Keplers drei Gesetze sind völlig korrekt in Bezug auf die Hypothesen, für die Kepler eine empirische Überprüfung suchte. Aber aus demselben Grund, warum Kepler von einer fehlerhaften Interpretation musikalischer Harmonik ausging, sind auch seine physikalischen Hypothesen nicht vollkommen korrekt. Daher schlug ich 1981 vor, die Physik der wohltemperierten Polyphonie durchzuarbeiten, als unverzichtbaren pädagogischen Schritt zum Verständnis der Prinzipien der Plasmaphysik und kohärenter Strahlung. Diesen Beweis für die musikalische Komposition zu erbringen, der auf denselben Begriffen der Gauß-Riemannschen Physik basiert, die für das „LaRouche-Riemann-Modell“ verwendet wurden, ist der Schlüssel zur weiteren Verfeinerung von Dr. Wells‘ Arbeit.
5. Aus dieser Entdeckung folgt auch, daß dadurch der letzte Vorwand für die fortgesetzte Duldung der Newtonschen Physik entfällt und damit implizit auch die Grundlagen der heutigen Varianten der statistischen Thermodynamik und der Quantentheorie zerstört werden. Der Beweis, daß die grundlegendsten Gesetze der Astro- und Mikrophysik in Begriffen definiert sind, die in der Newtonschen Physik als „kräftefreie“ Konfigurationen betrachtet werden müssen, zerstört die axiomatische Grundlage des heutigen Lehrstoffs der „klassischen Physik“, der statistischen Thermodynamik und der Annahmen der Quantenphysik.
Die Newtonsche Physik im besonderen und die gegenwärtig gelehrte Physik im allgemeinen gehen davon aus, daß die Planetenbahnen um die Sonne durch Kräfte zwischen Körpern definiert sind, die in der „Ferne“ aufeinander wirken.

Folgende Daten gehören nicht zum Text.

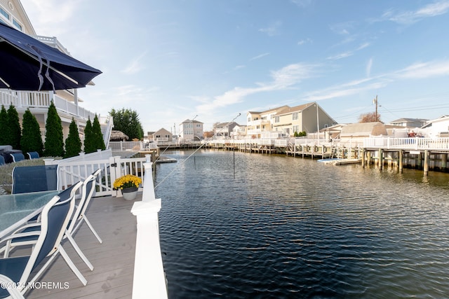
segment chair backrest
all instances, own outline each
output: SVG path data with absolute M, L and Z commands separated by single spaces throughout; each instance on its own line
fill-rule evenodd
M 101 172 L 101 169 L 98 169 L 95 170 L 92 174 L 89 175 L 83 182 L 81 187 L 81 197 L 78 203 L 78 207 L 74 212 L 73 217 L 67 229 L 69 233 L 72 233 L 74 226 L 76 224 L 76 221 L 81 217 L 91 202 L 91 199 L 93 195 L 93 192 L 95 190 L 95 180 L 97 176 Z
M 10 155 L 13 157 L 13 162 L 19 162 L 25 160 L 25 156 L 21 153 L 11 153 Z
M 29 153 L 27 153 L 27 155 L 28 155 L 29 160 L 39 158 L 39 154 L 36 151 L 30 151 Z
M 41 213 L 41 232 L 20 278 L 21 285 L 25 285 L 33 270 L 59 248 L 72 215 L 75 193 L 81 184 L 78 182 L 72 185 L 53 197 L 43 207 Z
M 58 165 L 16 166 L 13 194 L 58 190 Z

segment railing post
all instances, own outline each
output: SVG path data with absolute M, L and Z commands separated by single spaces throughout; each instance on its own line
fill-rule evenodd
M 133 298 L 168 298 L 159 242 L 158 213 L 161 199 L 154 197 L 151 162 L 145 169 L 142 200 L 136 202 L 131 213 L 137 216 L 137 236 L 133 281 Z

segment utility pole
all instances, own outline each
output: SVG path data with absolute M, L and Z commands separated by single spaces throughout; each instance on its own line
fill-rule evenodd
M 376 104 L 376 120 L 377 121 L 377 95 L 376 95 L 376 98 L 373 100 L 373 102 Z

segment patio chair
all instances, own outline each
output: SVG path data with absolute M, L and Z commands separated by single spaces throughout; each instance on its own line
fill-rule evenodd
M 13 157 L 13 162 L 19 162 L 25 160 L 25 156 L 21 153 L 10 153 Z
M 75 211 L 75 214 L 72 218 L 72 221 L 70 223 L 70 225 L 67 230 L 71 235 L 73 235 L 76 232 L 76 230 L 78 230 L 83 221 L 84 221 L 86 222 L 86 224 L 87 224 L 92 233 L 95 236 L 98 242 L 101 244 L 103 242 L 103 241 L 101 239 L 91 224 L 91 222 L 87 218 L 87 216 L 86 216 L 86 210 L 89 206 L 91 199 L 92 198 L 93 192 L 95 190 L 95 181 L 100 172 L 100 169 L 97 169 L 95 172 L 88 176 L 87 179 L 86 179 L 86 180 L 84 181 L 83 187 L 81 188 L 81 200 L 78 204 L 76 211 Z
M 58 190 L 58 165 L 16 166 L 13 194 Z
M 36 151 L 30 151 L 29 153 L 27 153 L 27 155 L 28 155 L 29 160 L 39 158 L 39 154 Z
M 59 195 L 55 196 L 46 204 L 41 213 L 40 230 L 23 233 L 24 237 L 39 236 L 31 255 L 0 259 L 0 274 L 8 277 L 13 282 L 18 284 L 18 289 L 22 294 L 28 290 L 27 286 L 32 285 L 42 275 L 58 253 L 61 254 L 72 271 L 83 284 L 87 284 L 84 277 L 61 246 L 61 240 L 74 207 L 74 193 L 72 190 L 79 188 L 81 184 L 81 183 L 79 182 L 73 185 L 61 192 Z M 8 239 L 6 237 L 1 242 Z M 41 266 L 46 257 L 49 258 Z M 37 268 L 39 268 L 37 273 L 30 278 L 32 272 Z M 0 298 L 8 295 L 6 290 L 0 288 Z
M 98 172 L 100 172 L 100 169 L 98 169 L 98 171 L 95 172 L 95 174 L 98 174 Z M 73 248 L 75 249 L 75 251 L 76 252 L 78 256 L 79 256 L 79 257 L 83 260 L 83 261 L 89 267 L 89 269 L 91 269 L 91 271 L 93 270 L 93 265 L 91 263 L 91 262 L 87 258 L 87 257 L 83 253 L 81 249 L 79 248 L 79 246 L 78 246 L 75 240 L 73 239 L 72 230 L 74 227 L 75 226 L 75 224 L 76 223 L 77 218 L 79 218 L 80 221 L 82 220 L 82 215 L 84 214 L 86 211 L 86 205 L 85 204 L 85 203 L 88 204 L 88 201 L 90 201 L 90 197 L 87 197 L 85 196 L 85 194 L 86 194 L 86 183 L 88 185 L 88 183 L 91 183 L 91 183 L 93 181 L 95 181 L 95 178 L 96 178 L 96 175 L 94 176 L 93 174 L 91 174 L 84 181 L 84 182 L 83 183 L 79 182 L 77 184 L 72 186 L 67 190 L 62 191 L 62 193 L 70 193 L 70 197 L 72 197 L 73 200 L 74 201 L 75 193 L 76 193 L 78 189 L 79 189 L 79 188 L 82 186 L 82 193 L 81 193 L 81 197 L 80 200 L 80 202 L 79 203 L 79 205 L 76 207 L 76 209 L 74 210 L 74 212 L 70 216 L 70 221 L 69 221 L 69 223 L 67 223 L 67 227 L 65 232 L 63 239 L 67 238 L 69 239 L 69 242 L 70 242 Z M 94 187 L 95 187 L 95 185 L 94 185 Z M 87 190 L 89 190 L 88 188 Z M 93 193 L 93 191 L 91 191 L 91 192 L 88 192 L 87 194 L 90 195 L 90 196 L 91 197 L 92 193 Z M 86 201 L 86 199 L 88 200 L 87 202 Z M 86 223 L 88 223 L 88 225 L 89 225 L 89 228 L 92 228 L 92 225 L 91 225 L 91 223 L 88 223 L 88 221 L 86 220 L 86 221 L 87 221 Z M 39 221 L 38 220 L 38 221 L 36 222 L 26 224 L 25 225 L 22 225 L 21 228 L 18 228 L 18 230 L 16 230 L 15 232 L 13 232 L 11 234 L 11 236 L 8 237 L 9 240 L 6 242 L 6 245 L 3 248 L 0 249 L 0 253 L 4 251 L 4 257 L 8 257 L 11 249 L 15 247 L 17 247 L 19 246 L 26 246 L 26 245 L 34 244 L 36 242 L 36 239 L 35 237 L 29 236 L 29 237 L 20 237 L 20 234 L 30 232 L 30 231 L 36 231 L 36 230 L 41 230 L 41 223 L 39 222 Z M 98 237 L 98 235 L 95 231 L 95 230 L 93 230 L 93 228 L 92 228 L 91 230 L 93 230 L 93 232 L 94 233 L 94 235 Z M 98 238 L 100 238 L 100 237 L 98 237 Z M 101 241 L 101 239 L 100 239 L 100 240 Z

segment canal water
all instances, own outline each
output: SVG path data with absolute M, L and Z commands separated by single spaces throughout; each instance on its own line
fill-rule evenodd
M 156 165 L 170 298 L 449 297 L 448 174 L 192 153 Z

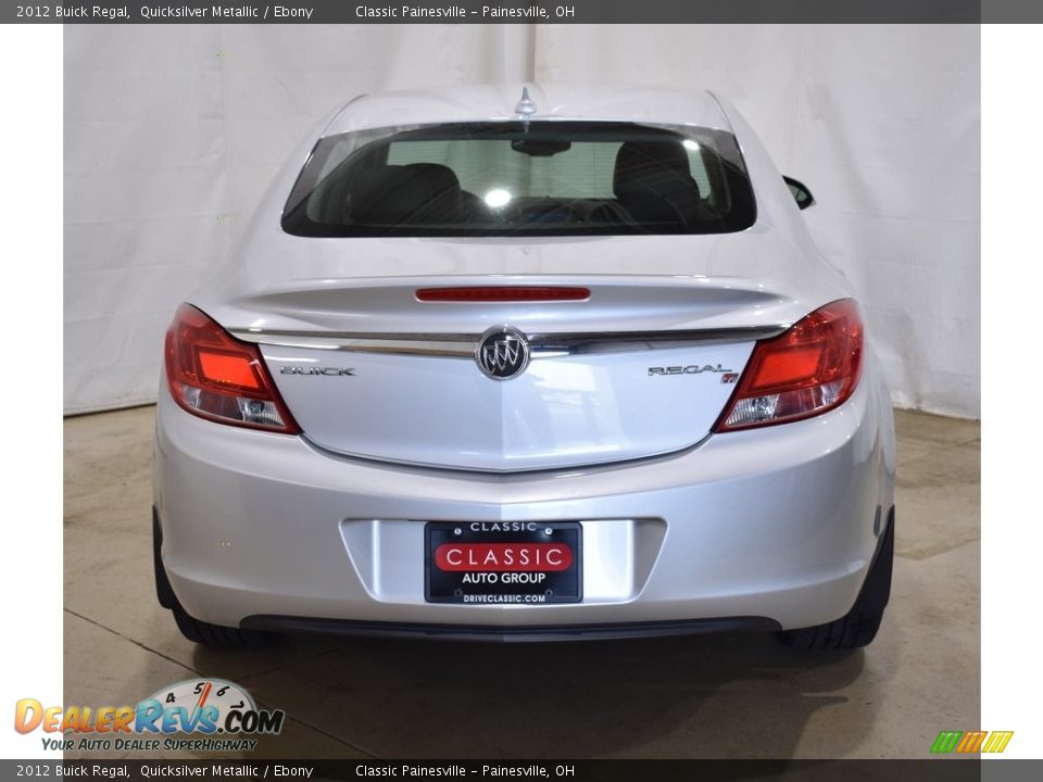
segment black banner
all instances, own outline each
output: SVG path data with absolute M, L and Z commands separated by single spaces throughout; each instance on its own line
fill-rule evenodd
M 0 779 L 1021 782 L 1043 760 L 0 760 Z
M 1041 22 L 1034 0 L 61 0 L 0 22 L 66 24 L 676 24 Z

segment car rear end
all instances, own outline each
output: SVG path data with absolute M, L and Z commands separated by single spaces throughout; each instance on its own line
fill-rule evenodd
M 889 529 L 890 401 L 743 136 L 324 137 L 168 333 L 167 602 L 243 630 L 518 640 L 847 614 Z

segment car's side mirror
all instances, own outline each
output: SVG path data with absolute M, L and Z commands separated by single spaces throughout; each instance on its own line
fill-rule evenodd
M 782 177 L 782 179 L 787 186 L 789 186 L 790 194 L 793 197 L 793 200 L 796 201 L 796 205 L 800 209 L 805 210 L 815 203 L 815 197 L 812 195 L 812 191 L 807 189 L 804 182 L 787 176 Z

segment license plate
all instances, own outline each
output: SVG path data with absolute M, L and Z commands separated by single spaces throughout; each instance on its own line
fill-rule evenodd
M 428 603 L 545 605 L 582 600 L 578 521 L 430 521 L 424 539 Z

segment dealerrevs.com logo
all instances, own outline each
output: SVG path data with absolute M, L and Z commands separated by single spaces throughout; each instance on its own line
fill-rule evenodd
M 40 730 L 45 749 L 251 752 L 250 735 L 276 735 L 286 712 L 259 709 L 250 693 L 224 679 L 189 679 L 163 688 L 134 706 L 15 704 L 14 729 Z M 175 734 L 180 734 L 174 737 Z M 184 734 L 204 737 L 186 739 Z

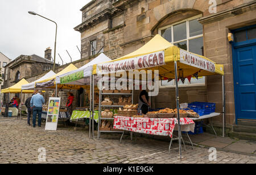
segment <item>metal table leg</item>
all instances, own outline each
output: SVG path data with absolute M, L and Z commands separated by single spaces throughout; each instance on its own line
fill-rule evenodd
M 169 145 L 169 154 L 171 153 L 171 148 L 172 146 L 172 138 L 171 139 L 171 142 L 170 143 L 170 145 Z
M 192 147 L 192 149 L 194 149 L 194 145 L 193 144 L 193 143 L 191 141 L 191 139 L 190 139 L 189 135 L 188 135 L 188 132 L 186 132 L 186 134 L 187 134 L 187 136 L 188 138 L 188 139 L 189 139 L 190 143 L 191 144 L 191 146 Z
M 120 139 L 120 144 L 122 143 L 122 139 L 123 138 L 123 135 L 124 135 L 124 134 L 125 134 L 125 131 L 123 131 L 123 134 L 122 135 L 122 136 L 121 136 L 121 139 Z

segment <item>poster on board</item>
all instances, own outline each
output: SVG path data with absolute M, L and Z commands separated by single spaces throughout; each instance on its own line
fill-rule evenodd
M 46 130 L 56 131 L 60 111 L 60 97 L 50 97 L 48 106 Z

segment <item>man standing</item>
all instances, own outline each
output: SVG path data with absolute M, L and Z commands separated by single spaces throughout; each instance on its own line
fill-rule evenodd
M 28 126 L 31 126 L 30 124 L 30 117 L 31 116 L 32 109 L 30 106 L 30 102 L 31 101 L 32 97 L 35 95 L 33 94 L 31 97 L 28 97 L 25 102 L 25 106 L 27 109 L 27 124 Z
M 42 112 L 43 111 L 43 104 L 44 103 L 44 99 L 42 95 L 42 91 L 38 91 L 36 95 L 33 95 L 30 102 L 30 106 L 33 110 L 33 127 L 35 127 L 36 115 L 38 114 L 38 126 L 41 127 Z

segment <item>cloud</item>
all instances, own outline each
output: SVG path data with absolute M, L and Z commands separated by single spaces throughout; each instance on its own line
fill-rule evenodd
M 80 11 L 90 1 L 1 0 L 0 1 L 0 51 L 11 59 L 20 55 L 44 56 L 50 47 L 53 51 L 55 24 L 39 16 L 29 14 L 34 11 L 55 21 L 58 24 L 56 63 L 80 59 L 76 45 L 80 48 L 81 35 L 73 28 L 81 23 Z M 52 57 L 53 54 L 52 53 Z

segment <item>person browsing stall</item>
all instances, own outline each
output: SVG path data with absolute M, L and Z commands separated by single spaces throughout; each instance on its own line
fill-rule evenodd
M 73 101 L 74 101 L 75 96 L 71 92 L 68 93 L 68 101 L 66 103 L 66 107 L 68 108 L 68 111 L 69 114 L 72 115 L 73 112 Z
M 27 109 L 27 124 L 28 126 L 31 126 L 30 124 L 30 118 L 32 114 L 32 109 L 30 106 L 30 102 L 31 101 L 32 97 L 35 95 L 35 93 L 33 93 L 31 97 L 28 97 L 25 102 L 25 106 Z
M 141 93 L 139 96 L 138 113 L 141 113 L 141 111 L 142 114 L 146 115 L 148 112 L 149 107 L 150 106 L 150 102 L 148 101 L 148 93 L 146 90 L 142 90 L 141 85 L 139 89 Z
M 41 127 L 42 113 L 43 104 L 45 103 L 44 97 L 42 95 L 42 91 L 38 91 L 36 95 L 32 97 L 30 101 L 30 106 L 33 110 L 33 127 L 35 127 L 36 115 L 38 114 L 38 126 Z

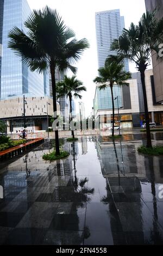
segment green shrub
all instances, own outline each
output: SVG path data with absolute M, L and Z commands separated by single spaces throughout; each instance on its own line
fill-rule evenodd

Kepler zeigte bereits, daß derartige „Kräfte“ nichts mit der Bestimmung dieser Bahnen zu tun haben, sondern daß diese Bahnen vielmehr mögliche „kräftefreie“ Bahnen darstellen.
Die bereits gut etablierte Existenz „kräftefreier“ Zustände in der Plasmaphysik muß nach Riemann als Beweis für ein „einzigartiges Experiment“ betrachtet werden, jene spezielle Art von Experiment, welches hinlänglich beweist, daß eine ganze Doktrin der theoretischen Physik falsch und eine neue Doktrin erforderlich ist. Die Anhänger von Newton und Maxwell könnten versuchen, algebraische Formulierungen in einer Weise zu interpretieren, daß sie mit der „Kräfte“-Hypothese der Newtonschen Physik übereinstimmen; aber dies ist nur bis zu dem Punkt möglich, wo gezeigt wird, daß bestimmte Ereignisse unabhängig von Newtonschen „Kräften“ existieren. Sobald die Rolle „kräftefreier“ Konfigurationen etabliert ist, bricht die Autorität der Newton-Maxwell-Schule völlig zusammen.
Implikationen
„Kräftefrei“ ist dabei eigentlich ein irreführender Begriff. Wir verwenden den Begriff „kräftefrei“ nur, um zu betonen, daß die Grundannahmen der Newton-Maxwellschen Physik durch die bloße Existenz solcher Phänomene verletzt werden. Mit anderen Worten: Hätte Newton seine Physik nicht auf den Prämissen von Descartes aufgebaut, hätten wir nie von Newtonschen „Kräften“ gehört und wären nie auf die Idee gekommen, solche Konfigurationen als „kräftefrei“ zu bezeichnen.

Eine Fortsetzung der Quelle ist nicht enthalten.